De Quevroz the Portuges historian records that the area was under the Kotte king when the Portuguese first landed in Sri Lanka. In 1658 when the Dutch invaded the area belonged to King Wimaladharmasuria I of Senkadagala.

Sir Samuel Baker records that when the area was constantly under Arab merchants attack, the Tamils in the area were protected by the Sinhalese. The area which was under the Portuguese and Dutch for sometime was annexed to the Kandyan kingdom by Rajasingha II.

The Dutch captured the Kings pet tusker “Horatala” and the King found it difficult to enlist fighters to wage wars. Therefore the King by an special order issued on 09-04-1660 declared a pardon to the prisoners if they join the war.

Ferguson the government Surveyor states that the area had a population of two lakhs and twenty thousand in the eighteenth century. “Kailasa Mala” a book of poems describes how the Nagas of the peninsular were chased and area occupied by the Tamils.

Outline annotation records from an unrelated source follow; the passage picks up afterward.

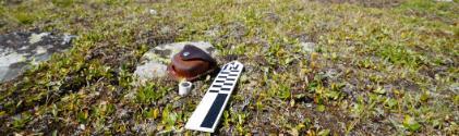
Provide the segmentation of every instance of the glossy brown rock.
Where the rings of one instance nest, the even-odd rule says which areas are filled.
[[[217,67],[217,62],[197,47],[186,45],[174,54],[168,66],[168,73],[177,81],[194,81]]]

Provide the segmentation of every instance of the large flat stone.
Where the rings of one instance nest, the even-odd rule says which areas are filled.
[[[142,57],[141,63],[134,72],[138,82],[144,83],[148,79],[167,76],[167,64],[170,63],[173,54],[180,52],[185,45],[193,45],[214,58],[218,54],[214,46],[205,41],[184,41],[157,46]]]
[[[32,64],[50,59],[71,47],[75,36],[19,32],[0,35],[0,83],[13,79]]]

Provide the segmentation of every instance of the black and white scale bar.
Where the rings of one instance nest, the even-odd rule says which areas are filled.
[[[186,129],[214,133],[243,67],[244,65],[238,61],[227,63],[221,67],[196,110],[188,120]]]

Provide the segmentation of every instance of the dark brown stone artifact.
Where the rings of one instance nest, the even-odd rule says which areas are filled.
[[[168,65],[168,73],[177,81],[194,81],[210,73],[217,67],[217,62],[197,47],[186,45],[182,51],[174,54]]]

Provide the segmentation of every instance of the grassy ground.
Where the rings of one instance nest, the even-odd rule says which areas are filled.
[[[132,86],[149,48],[205,40],[246,65],[220,135],[458,135],[459,4],[433,0],[0,1],[0,34],[78,38],[0,85],[3,134],[150,134],[183,128],[212,82]],[[150,14],[155,10],[156,14]],[[315,42],[314,52],[300,42]]]

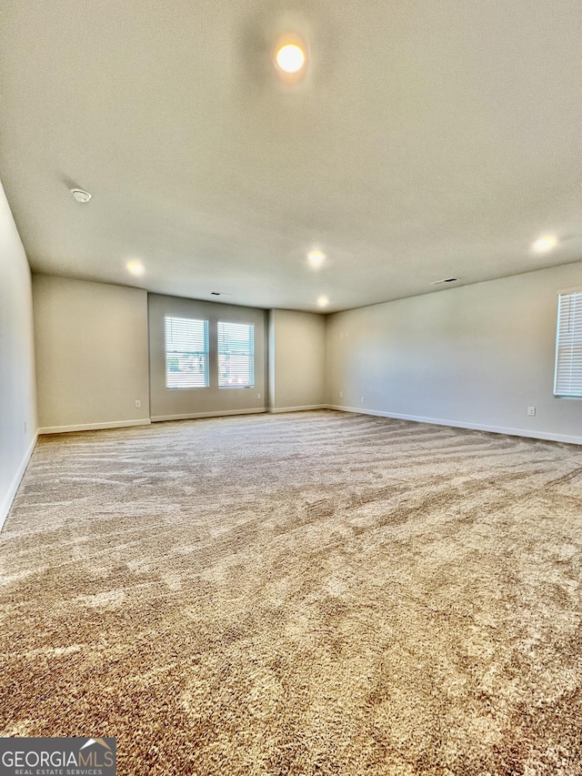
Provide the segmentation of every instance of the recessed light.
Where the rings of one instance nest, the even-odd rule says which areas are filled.
[[[91,195],[88,191],[84,191],[82,188],[72,188],[71,194],[74,198],[76,199],[77,202],[80,202],[82,205],[85,205],[85,202],[88,202],[91,199]]]
[[[303,69],[306,64],[306,53],[298,42],[284,43],[275,55],[277,67],[284,73],[295,75]]]
[[[144,265],[141,261],[137,260],[128,261],[125,267],[127,267],[128,272],[131,272],[132,275],[135,275],[137,277],[143,275],[146,271]]]
[[[547,253],[548,250],[556,247],[557,245],[557,237],[555,237],[553,235],[546,235],[543,237],[538,237],[531,247],[534,253]]]
[[[326,258],[326,254],[321,250],[312,250],[307,254],[307,261],[313,269],[319,269]]]

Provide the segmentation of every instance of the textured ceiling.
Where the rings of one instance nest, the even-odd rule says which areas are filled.
[[[3,9],[0,177],[35,270],[336,310],[582,257],[579,0]]]

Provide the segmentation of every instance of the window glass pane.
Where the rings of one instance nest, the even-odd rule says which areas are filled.
[[[554,395],[582,397],[582,291],[559,296]]]
[[[218,387],[255,385],[255,327],[218,321]]]
[[[166,388],[208,388],[208,321],[166,317]]]

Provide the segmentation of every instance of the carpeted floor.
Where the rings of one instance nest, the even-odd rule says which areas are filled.
[[[320,411],[44,437],[0,734],[121,776],[582,773],[582,449]]]

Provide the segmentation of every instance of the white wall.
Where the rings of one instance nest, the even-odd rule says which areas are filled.
[[[210,386],[166,388],[165,316],[208,321]],[[216,348],[218,321],[255,325],[255,387],[219,388]],[[152,420],[264,412],[266,403],[266,325],[265,310],[179,297],[149,295],[150,395]]]
[[[34,347],[30,269],[0,184],[0,527],[36,441]]]
[[[41,433],[149,423],[147,293],[46,275],[33,290]]]
[[[269,312],[269,409],[324,407],[326,318],[293,310]]]
[[[581,263],[331,315],[327,403],[582,443],[582,400],[552,395],[557,294],[577,286]]]

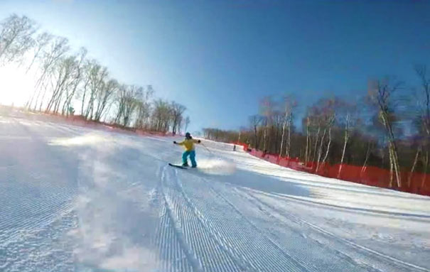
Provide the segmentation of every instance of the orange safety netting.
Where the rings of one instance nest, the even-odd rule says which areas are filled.
[[[298,158],[279,157],[277,154],[264,153],[263,151],[250,149],[246,143],[235,142],[243,146],[249,154],[281,166],[299,171],[314,173],[326,178],[338,178],[370,186],[390,188],[399,191],[430,196],[430,175],[421,173],[401,172],[402,186],[397,187],[395,176],[392,185],[389,185],[389,170],[375,166],[358,166],[348,164],[328,163],[317,165],[315,162],[304,163]],[[318,170],[317,170],[318,166]],[[339,170],[340,168],[340,170]]]

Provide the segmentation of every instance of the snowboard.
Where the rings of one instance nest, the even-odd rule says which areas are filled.
[[[181,165],[178,164],[173,164],[173,163],[168,163],[169,165],[173,166],[173,167],[176,167],[178,168],[181,168],[181,169],[188,169],[189,167],[187,166],[182,166]]]

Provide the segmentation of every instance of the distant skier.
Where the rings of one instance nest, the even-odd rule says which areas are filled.
[[[197,167],[197,163],[195,163],[195,151],[194,148],[194,143],[200,143],[200,142],[201,141],[200,140],[193,139],[189,132],[185,134],[185,140],[181,143],[176,143],[176,141],[173,141],[174,144],[183,146],[185,148],[185,152],[182,154],[182,166],[188,166],[188,157],[189,156],[190,160],[191,161],[191,167],[193,168]]]

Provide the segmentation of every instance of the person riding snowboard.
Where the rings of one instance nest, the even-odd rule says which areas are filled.
[[[185,134],[185,140],[181,143],[176,143],[176,141],[173,141],[174,144],[183,146],[185,148],[185,152],[182,154],[182,166],[188,166],[188,157],[189,156],[190,160],[191,161],[191,167],[193,168],[197,167],[197,163],[195,163],[195,151],[194,148],[194,143],[201,143],[201,141],[200,140],[193,139],[189,132]]]

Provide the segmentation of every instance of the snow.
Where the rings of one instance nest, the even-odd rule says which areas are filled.
[[[430,271],[430,197],[0,116],[1,271]]]

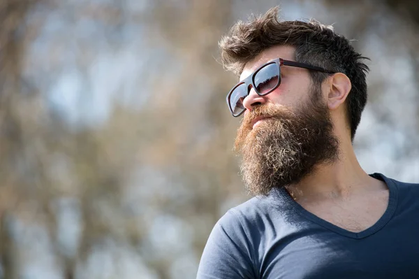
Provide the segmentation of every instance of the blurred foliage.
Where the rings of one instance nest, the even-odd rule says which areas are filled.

This is in short what the poem says. A princess born in Tanjore had the head of a horse. She was advised to bathe in a well at Keeramalai if she was to get a head of a human. She bathed in the Keeramalai well and got a human head as predicted. This incident is commemorated up to to-date annually in the Mahavittipuram Kovil built in memory of this event.

A minister who accompanied this princess has gone to the area of the Sinhala king. This ministers name was Yalpanam alias Yalpanando. The King gave this area to the minister to-be in-charge and named the area as Yalpanam. The Europeans who arrived in the area later named this area as Jaffna or Jaffnapatam. After this a royal clan of Nallur was found who later on ruled the area including Vanni and Mannar.

In 1617 the area came under the Portuguese and in 1658 under the Dutch. Our sandesa poems narrate that Jaffna was annexed to Kotte kingdom by Sapumal Kumaraya who became the king of Kotte as Buwaneka Bahu VI (1464-1471). King Senerath in 1628 invaded Jaffna with his two step sons Vijayapala and Kumarasingha. When the Kandyan convention was signed on 02.03.1815 Jaffna was a part of the Kandyan kingdom.

In the periods of nineteen sixties Jaffna had a flourishing agricultural economy. Up country vegetables such as cabbage, carrot, leeks, tomato, beans, potato were grown there. Tobacco was a subsidiary crop. The Colombo markets were full of grapes, mangoes and varieties of fruits grown in Jaffna.

There was a strong chain of Young Farmers clubs, Co-op societies, Transport Societies of Lorry owners, Famer organisations etc; with whom I had strong links when I worked as a public servant in the area.

The then government launched a WHO/FAO/UNICEF assisted Agricultural Extension and Applied Nutrition Programme in the peninsular for the benefit of local famers and housewives. It was the golden Era of the Jaffna farmer. This was a period from 1965-70 when the Minister of Agriculture was late Mr. M. D. Banda in the Dudly Senanayake Cabinet.